Quantifying the uncertainty of predictions produced by classification and regression techniques is of paramount importance in real-world applications and especially in risk sensitive domains. Conformal Prediction (CP) is a recently developed framework, based on ideas originating from the theory of algorithmic randomness (closely connected to Kolmogorov Complexity), for complementing the predictions of Machine Learning techniques with reliable measures of confidence. Unlike the probability/confidence values produced by other approaches the confidence measures produced by CP are provably valid under only the assumption that the data are generated independently by the same probability distribution (i.i.d.) and have a clear probabilistic interpretation. Moreover the flexibility of the framework allows it to be used for extending almost any conventional Machine Learning algorithm into a reliable confidence predictor. Both these properties make it ideal for use in real-world applications.

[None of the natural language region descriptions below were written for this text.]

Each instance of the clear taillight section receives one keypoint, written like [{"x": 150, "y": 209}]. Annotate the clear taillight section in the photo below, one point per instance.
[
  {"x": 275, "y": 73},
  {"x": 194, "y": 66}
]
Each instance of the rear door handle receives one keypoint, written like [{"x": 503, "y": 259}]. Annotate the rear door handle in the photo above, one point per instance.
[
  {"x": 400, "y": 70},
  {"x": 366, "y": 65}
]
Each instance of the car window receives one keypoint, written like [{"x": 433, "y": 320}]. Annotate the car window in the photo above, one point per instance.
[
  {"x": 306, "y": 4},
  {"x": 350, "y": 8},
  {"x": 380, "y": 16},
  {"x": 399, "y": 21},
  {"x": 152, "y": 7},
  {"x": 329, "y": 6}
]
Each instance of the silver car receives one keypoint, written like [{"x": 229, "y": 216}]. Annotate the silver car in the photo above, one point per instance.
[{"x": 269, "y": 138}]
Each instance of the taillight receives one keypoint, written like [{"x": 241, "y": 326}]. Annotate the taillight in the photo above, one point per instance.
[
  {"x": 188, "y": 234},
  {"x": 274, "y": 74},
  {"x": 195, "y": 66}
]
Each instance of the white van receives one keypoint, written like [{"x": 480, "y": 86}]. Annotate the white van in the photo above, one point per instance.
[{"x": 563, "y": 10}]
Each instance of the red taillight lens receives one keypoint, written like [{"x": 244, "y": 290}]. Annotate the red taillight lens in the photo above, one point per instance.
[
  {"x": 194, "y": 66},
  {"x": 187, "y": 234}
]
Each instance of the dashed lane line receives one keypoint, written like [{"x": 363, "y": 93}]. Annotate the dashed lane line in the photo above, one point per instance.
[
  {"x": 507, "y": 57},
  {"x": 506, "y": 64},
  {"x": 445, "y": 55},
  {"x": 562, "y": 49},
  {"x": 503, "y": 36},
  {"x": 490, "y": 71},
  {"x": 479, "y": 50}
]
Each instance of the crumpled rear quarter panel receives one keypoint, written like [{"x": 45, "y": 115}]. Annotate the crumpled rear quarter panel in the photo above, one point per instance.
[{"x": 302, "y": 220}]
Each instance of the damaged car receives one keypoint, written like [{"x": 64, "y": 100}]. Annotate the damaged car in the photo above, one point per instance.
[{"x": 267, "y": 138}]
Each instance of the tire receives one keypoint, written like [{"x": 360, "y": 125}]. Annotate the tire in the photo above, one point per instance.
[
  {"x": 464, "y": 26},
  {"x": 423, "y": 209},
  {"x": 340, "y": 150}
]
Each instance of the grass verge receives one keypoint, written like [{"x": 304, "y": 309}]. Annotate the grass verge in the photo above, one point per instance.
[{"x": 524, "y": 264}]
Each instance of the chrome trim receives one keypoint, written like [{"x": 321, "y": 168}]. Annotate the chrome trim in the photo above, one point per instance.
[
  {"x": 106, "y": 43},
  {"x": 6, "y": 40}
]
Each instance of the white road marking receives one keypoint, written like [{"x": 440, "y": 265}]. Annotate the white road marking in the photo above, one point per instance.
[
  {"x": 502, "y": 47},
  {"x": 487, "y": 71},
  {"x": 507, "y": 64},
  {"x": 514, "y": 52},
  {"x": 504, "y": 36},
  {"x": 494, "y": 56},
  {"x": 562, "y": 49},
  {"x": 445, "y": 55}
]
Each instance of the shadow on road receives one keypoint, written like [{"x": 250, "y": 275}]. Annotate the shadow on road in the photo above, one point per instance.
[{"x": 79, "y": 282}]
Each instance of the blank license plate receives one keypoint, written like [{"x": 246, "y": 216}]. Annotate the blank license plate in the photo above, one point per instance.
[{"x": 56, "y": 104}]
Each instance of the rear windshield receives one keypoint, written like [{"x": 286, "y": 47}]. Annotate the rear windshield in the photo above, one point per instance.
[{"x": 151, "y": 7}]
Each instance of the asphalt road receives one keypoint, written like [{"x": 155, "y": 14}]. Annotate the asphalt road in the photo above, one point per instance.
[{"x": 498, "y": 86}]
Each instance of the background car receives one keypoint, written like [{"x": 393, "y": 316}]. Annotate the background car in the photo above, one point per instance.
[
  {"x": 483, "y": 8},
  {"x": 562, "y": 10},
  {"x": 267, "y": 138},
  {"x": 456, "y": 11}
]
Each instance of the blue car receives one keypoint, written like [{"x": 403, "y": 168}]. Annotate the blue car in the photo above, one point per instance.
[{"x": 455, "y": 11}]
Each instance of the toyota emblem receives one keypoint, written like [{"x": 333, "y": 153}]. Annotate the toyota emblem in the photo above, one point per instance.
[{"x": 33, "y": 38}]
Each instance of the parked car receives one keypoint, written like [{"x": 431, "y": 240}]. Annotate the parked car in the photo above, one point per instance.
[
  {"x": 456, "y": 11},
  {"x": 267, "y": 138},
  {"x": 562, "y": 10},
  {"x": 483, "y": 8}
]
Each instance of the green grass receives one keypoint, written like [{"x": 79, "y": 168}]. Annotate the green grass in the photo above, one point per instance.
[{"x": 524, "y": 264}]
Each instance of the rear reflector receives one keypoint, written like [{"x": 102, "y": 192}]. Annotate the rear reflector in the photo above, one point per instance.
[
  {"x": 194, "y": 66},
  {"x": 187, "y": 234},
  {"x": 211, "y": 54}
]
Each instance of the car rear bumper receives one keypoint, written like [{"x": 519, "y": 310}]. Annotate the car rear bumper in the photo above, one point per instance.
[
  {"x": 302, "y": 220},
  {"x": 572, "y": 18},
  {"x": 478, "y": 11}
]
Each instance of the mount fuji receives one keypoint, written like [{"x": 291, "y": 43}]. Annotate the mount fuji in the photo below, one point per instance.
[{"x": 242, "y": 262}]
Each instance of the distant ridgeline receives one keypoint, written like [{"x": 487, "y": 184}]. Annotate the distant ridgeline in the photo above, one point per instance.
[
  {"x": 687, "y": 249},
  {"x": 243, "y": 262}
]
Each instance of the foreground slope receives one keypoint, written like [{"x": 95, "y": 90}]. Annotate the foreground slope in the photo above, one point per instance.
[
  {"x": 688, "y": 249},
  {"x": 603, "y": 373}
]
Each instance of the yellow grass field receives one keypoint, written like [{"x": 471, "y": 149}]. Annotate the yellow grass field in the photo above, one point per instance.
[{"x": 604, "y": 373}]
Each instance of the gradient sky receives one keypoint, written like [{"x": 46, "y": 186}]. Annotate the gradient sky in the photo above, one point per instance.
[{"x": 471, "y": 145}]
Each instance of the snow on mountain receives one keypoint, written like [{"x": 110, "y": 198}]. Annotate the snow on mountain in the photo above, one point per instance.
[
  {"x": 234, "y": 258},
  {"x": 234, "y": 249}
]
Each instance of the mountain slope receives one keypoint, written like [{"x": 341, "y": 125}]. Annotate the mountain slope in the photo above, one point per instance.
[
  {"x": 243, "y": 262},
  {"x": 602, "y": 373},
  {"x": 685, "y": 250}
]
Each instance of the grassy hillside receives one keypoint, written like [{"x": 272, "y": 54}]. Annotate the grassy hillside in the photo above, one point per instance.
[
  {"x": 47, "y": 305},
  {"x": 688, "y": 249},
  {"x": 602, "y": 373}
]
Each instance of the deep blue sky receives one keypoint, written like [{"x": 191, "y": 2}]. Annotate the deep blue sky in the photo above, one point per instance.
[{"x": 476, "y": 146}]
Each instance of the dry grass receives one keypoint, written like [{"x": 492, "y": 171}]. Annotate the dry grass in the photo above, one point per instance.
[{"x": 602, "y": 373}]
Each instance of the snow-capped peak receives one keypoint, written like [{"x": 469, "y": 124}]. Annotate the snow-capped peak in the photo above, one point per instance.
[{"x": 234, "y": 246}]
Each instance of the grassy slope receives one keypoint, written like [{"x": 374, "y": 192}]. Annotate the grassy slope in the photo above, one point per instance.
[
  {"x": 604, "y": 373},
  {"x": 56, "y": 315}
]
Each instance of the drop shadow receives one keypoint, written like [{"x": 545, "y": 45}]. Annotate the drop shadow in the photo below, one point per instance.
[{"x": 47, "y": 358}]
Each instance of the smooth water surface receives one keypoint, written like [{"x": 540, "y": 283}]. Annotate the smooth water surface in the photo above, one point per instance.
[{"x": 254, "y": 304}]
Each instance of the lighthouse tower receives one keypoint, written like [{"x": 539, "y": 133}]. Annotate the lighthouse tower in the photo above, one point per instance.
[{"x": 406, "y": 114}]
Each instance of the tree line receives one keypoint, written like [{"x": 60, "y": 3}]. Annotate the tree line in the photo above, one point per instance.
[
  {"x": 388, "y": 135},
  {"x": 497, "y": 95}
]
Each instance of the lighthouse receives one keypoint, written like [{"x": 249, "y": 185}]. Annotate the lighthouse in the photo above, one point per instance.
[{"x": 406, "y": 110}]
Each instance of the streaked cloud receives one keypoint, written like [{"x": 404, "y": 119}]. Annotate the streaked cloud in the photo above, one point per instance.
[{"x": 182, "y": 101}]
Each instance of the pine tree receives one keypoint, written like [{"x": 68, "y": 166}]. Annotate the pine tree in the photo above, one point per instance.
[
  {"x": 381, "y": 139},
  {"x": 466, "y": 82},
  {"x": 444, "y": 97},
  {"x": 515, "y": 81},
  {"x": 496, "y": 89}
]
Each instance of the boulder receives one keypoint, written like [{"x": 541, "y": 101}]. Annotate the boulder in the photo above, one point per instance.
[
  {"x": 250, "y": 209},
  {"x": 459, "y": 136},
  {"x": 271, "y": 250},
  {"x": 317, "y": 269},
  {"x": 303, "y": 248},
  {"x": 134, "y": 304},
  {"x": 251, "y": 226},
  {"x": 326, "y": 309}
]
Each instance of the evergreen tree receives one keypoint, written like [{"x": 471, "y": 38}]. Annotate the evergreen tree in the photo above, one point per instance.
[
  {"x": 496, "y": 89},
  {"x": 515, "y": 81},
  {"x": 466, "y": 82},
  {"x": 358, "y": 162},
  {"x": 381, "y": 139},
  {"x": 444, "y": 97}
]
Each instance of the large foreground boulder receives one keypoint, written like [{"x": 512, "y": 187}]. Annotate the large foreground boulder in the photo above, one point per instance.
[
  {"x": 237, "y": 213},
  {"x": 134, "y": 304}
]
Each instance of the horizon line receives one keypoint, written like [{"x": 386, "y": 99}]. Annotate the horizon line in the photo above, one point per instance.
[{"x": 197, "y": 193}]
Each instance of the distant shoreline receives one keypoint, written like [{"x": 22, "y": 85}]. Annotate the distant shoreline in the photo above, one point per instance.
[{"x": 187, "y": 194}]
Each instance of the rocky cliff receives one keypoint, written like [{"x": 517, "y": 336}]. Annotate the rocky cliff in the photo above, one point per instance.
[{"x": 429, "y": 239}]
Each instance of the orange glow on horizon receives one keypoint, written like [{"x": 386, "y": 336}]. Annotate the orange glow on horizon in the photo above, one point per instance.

Since its development, the framework has been used for extending a number of popular Machine Learning techniques such as Support Vector Machines, Artificial Neural Networks and Random Forests and has been successfully applied to a variety of challenging real-world problems ranging from medical decision support to the prediction of space weather. The promising results and the guarantee of well-calibrated confidence measures, led to the development of extensions of the framework to additional problem settings such as semi-supervised learning, anomaly detection, feature selection, outlier detection, change detection in streams and active learning.
This tutorial will present the CP framework from a practical point of view focusing on examples, with the aim of demonstrating the qualities of the framework and providing attendees with the main know-how needed to start utilizing it in their work.